What is the room's secondary purpose? Many conference rooms double as presentation spaces, training rooms, or quiet work areas. If a room needs to serve multiple functions, plan for flexible furniture, easy-to-reconfigure technology, and clear instructions for each mode.

Network Infrastructure: What IT Needs to Do First

Before you mount a single display or unbox a camera, your network infrastructure must be ready. Conference room technology is only as reliable as the network it runs on. A gorgeous 85-inch display with a 4K PTZ camera is worthless when the video feed freezes every 30 seconds because the room is running on consumer-grade WiFi.

Ethernet drops: Plan for a minimum of four Cat6A drops per conference room. One for the video conferencing codec or compute unit, one for the display (if it has network features or digital signage), one for the room scheduling panel outside the door, and one spare. For larger rooms with ceiling-mounted cameras or multiple displays, you may need six to eight drops. Run them during the infrastructure phase because retrofitting cable runs after drywall is finished is expensive and disruptive.

PoE switches: Many conference room devices, including scheduling panels, ceiling microphones, PTZ cameras, and wireless access points, are powered over Ethernet. You need switches that support 802.3bt (PoE++ / Type 4), which delivers up to 90 watts per port. The Cisco Catalyst 9200 series and Meraki MS switches are common choices in enterprise environments. Budget for PoE capacity across all rooms, not just one.

Dedicated VLAN: Conference room AV traffic should run on its own VLAN, separate from general office traffic and guest WiFi. This isolates the traffic for QoS (Quality of Service) purposes and prevents a large file download in accounting from degrading your CEO's video call. Configure QoS to prioritize real-time media (DSCP EF for voice, AF41 for video) on this VLAN.

Bandwidth calculations: A single 1080p video conference stream requires approximately 2-4 Mbps. A 4K stream needs 8-20 Mbps. If you have content sharing running simultaneously, add another 2-5 Mbps. For a building with 10 conference rooms that might have simultaneous meetings, you need 40-250 Mbps of dedicated upstream bandwidth just for video conferencing. Factor this into your ISP circuit planning.

WiFi 6E access points: Even with wired connections for primary equipment, participants will connect laptops and phones over WiFi. Install a dedicated WiFi 6E (802.11ax on 6 GHz) access point in or near each large conference room. The 6 GHz band offers cleaner spectrum with less interference from neighboring offices. Ruckus R770, Cisco CW9176, and Aruba AP-730 are strong enterprise choices.

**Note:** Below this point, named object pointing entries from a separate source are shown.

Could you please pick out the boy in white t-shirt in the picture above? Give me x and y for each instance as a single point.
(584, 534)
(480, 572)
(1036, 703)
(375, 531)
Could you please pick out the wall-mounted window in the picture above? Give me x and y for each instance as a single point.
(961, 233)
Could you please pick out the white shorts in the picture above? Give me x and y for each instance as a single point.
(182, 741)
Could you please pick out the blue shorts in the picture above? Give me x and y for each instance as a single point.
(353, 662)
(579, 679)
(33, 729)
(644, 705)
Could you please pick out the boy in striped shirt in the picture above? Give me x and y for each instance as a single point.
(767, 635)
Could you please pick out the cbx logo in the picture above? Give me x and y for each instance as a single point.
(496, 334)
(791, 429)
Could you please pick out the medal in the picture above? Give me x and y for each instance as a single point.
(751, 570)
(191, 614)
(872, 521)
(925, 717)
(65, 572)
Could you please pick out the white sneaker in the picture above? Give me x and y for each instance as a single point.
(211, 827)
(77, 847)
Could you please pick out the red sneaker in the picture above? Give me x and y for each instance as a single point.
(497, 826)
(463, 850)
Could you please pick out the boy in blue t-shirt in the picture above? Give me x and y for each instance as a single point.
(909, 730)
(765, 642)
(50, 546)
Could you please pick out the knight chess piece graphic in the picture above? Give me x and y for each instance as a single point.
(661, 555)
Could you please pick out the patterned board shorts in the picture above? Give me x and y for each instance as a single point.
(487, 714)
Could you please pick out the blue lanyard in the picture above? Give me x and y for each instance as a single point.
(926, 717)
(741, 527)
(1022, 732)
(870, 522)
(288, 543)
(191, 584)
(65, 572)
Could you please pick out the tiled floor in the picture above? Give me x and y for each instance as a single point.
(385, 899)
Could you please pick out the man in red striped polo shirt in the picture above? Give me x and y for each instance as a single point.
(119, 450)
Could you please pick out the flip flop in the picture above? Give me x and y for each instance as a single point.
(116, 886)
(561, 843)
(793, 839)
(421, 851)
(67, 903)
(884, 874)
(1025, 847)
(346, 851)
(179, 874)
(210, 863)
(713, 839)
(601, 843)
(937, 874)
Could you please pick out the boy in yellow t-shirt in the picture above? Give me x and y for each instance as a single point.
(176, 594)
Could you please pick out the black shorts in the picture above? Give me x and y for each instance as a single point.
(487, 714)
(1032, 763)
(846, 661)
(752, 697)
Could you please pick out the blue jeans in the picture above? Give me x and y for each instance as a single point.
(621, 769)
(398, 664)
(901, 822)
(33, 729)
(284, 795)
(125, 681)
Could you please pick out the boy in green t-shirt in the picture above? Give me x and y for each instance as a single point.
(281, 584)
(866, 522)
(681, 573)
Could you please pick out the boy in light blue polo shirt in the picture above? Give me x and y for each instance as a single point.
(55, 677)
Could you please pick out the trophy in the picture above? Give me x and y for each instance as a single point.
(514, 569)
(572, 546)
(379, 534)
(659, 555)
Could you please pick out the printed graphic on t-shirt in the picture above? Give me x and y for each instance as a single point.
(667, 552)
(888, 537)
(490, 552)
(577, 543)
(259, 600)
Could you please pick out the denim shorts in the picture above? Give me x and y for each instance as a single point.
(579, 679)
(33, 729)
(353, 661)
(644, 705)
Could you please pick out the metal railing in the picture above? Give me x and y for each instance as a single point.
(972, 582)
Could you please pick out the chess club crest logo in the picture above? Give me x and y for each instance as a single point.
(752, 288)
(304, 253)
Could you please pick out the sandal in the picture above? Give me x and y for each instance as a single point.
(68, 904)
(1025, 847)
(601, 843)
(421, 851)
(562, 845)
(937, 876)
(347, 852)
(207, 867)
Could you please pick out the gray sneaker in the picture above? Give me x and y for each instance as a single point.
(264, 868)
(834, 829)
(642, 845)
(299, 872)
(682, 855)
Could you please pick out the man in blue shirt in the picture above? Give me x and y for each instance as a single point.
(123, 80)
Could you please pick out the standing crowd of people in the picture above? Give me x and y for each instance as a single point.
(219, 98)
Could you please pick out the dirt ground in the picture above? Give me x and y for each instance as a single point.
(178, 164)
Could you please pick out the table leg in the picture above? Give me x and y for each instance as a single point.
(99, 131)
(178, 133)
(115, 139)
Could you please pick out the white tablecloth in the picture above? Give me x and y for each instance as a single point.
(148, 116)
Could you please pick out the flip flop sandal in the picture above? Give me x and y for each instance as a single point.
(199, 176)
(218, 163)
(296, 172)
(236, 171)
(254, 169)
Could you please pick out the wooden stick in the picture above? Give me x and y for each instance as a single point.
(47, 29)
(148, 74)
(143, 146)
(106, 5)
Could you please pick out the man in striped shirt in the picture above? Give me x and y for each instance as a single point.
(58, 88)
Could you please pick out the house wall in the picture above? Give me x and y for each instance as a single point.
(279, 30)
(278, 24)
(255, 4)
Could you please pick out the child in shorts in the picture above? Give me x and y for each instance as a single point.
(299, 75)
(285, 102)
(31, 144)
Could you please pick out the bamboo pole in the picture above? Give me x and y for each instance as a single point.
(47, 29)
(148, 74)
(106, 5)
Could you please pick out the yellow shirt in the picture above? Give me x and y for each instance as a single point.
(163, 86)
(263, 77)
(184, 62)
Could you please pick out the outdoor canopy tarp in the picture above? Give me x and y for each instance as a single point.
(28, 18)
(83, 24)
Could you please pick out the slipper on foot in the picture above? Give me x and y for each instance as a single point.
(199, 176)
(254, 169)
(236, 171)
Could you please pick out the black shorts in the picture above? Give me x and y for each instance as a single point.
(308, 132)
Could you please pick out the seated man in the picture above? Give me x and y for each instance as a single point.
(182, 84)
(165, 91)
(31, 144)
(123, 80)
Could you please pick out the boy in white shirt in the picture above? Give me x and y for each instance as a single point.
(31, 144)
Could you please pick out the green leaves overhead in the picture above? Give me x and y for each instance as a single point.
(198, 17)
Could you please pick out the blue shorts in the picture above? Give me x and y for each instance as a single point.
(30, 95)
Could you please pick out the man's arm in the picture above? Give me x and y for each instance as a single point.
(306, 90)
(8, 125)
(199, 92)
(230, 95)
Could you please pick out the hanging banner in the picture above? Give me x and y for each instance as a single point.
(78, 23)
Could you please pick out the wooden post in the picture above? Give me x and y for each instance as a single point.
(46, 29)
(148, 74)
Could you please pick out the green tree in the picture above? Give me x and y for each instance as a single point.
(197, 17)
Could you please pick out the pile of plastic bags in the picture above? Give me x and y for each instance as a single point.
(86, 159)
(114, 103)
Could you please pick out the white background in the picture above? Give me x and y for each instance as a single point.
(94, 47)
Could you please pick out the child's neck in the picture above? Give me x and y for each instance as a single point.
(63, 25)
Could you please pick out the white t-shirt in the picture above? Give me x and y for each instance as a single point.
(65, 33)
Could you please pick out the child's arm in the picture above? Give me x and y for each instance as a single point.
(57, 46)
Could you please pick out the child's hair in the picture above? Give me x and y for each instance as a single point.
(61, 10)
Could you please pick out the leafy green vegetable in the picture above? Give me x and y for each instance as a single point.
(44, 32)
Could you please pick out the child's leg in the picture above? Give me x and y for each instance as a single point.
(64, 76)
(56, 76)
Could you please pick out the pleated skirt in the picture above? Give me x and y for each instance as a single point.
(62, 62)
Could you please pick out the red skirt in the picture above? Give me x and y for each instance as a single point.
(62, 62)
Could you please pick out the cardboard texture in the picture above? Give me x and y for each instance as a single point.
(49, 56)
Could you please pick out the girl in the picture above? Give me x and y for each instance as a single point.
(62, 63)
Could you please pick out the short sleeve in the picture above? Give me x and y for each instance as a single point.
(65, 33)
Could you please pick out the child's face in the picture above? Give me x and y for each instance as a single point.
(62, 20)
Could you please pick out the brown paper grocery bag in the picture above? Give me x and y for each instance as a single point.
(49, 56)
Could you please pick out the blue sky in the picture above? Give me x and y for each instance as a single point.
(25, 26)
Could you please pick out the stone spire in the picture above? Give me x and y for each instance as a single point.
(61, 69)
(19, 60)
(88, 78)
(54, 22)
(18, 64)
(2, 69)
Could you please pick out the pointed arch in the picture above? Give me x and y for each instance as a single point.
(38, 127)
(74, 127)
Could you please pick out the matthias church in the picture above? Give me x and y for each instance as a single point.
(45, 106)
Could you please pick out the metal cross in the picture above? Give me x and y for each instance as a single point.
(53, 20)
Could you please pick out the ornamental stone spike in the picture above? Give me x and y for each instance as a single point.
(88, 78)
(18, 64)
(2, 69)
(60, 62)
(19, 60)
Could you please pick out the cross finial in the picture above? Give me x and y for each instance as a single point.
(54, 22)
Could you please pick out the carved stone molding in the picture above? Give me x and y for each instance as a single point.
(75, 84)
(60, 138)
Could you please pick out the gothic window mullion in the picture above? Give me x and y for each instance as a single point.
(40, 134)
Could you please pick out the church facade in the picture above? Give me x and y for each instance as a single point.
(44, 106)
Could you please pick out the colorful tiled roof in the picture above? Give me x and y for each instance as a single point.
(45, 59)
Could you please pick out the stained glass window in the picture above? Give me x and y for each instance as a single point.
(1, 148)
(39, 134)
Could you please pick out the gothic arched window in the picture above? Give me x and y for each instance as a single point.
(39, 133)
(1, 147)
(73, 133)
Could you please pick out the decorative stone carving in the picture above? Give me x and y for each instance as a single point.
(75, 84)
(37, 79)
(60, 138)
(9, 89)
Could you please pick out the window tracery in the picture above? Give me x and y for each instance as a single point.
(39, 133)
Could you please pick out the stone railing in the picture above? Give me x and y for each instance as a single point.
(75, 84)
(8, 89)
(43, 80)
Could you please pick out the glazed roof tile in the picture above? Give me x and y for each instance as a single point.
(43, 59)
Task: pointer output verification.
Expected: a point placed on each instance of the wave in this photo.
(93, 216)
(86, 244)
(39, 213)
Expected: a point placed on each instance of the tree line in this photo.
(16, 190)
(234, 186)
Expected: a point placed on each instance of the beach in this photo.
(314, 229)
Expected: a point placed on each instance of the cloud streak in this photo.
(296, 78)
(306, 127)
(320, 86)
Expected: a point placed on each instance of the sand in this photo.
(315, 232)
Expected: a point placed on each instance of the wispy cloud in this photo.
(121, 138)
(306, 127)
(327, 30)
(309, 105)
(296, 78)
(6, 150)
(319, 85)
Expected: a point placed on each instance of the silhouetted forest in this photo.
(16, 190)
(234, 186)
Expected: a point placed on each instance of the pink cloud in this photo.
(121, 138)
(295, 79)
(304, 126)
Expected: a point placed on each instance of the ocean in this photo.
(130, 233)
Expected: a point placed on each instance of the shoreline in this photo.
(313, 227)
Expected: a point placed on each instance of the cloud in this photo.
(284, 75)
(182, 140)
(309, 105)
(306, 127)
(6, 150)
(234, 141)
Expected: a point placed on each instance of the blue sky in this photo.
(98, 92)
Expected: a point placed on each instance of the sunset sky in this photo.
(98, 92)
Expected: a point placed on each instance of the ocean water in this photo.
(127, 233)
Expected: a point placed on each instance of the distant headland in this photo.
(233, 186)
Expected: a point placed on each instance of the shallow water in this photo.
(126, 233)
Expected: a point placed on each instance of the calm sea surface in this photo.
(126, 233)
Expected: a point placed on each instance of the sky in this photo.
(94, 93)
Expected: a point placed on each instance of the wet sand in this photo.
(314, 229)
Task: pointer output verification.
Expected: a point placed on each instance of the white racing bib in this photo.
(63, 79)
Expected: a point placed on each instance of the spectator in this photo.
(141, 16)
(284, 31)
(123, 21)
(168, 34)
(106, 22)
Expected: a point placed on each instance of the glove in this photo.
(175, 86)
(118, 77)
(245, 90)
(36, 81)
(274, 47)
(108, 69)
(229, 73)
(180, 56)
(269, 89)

If your organization does not have IT staff who can handle VLAN configuration, QoS policies, and PoE switch deployment, this is the stage where you need professional help. Petronella Technology Group's managed IT services team handles network infrastructure for conference room deployments across the Triangle region, ensuring the foundation is solid before any AV equipment arrives.

Display Selection: Size, Resolution, and Mounting

The display is the most visible component of any conference room setup, and it is the one most frequently undersized. The standard rule of thumb is the 6x viewing distance formula: the screen height multiplied by six gives you the maximum comfortable viewing distance. For a room where the farthest viewer sits 18 feet from the display, you need a screen at least 3 feet (36 inches) tall, which translates to roughly an 80-inch diagonal display.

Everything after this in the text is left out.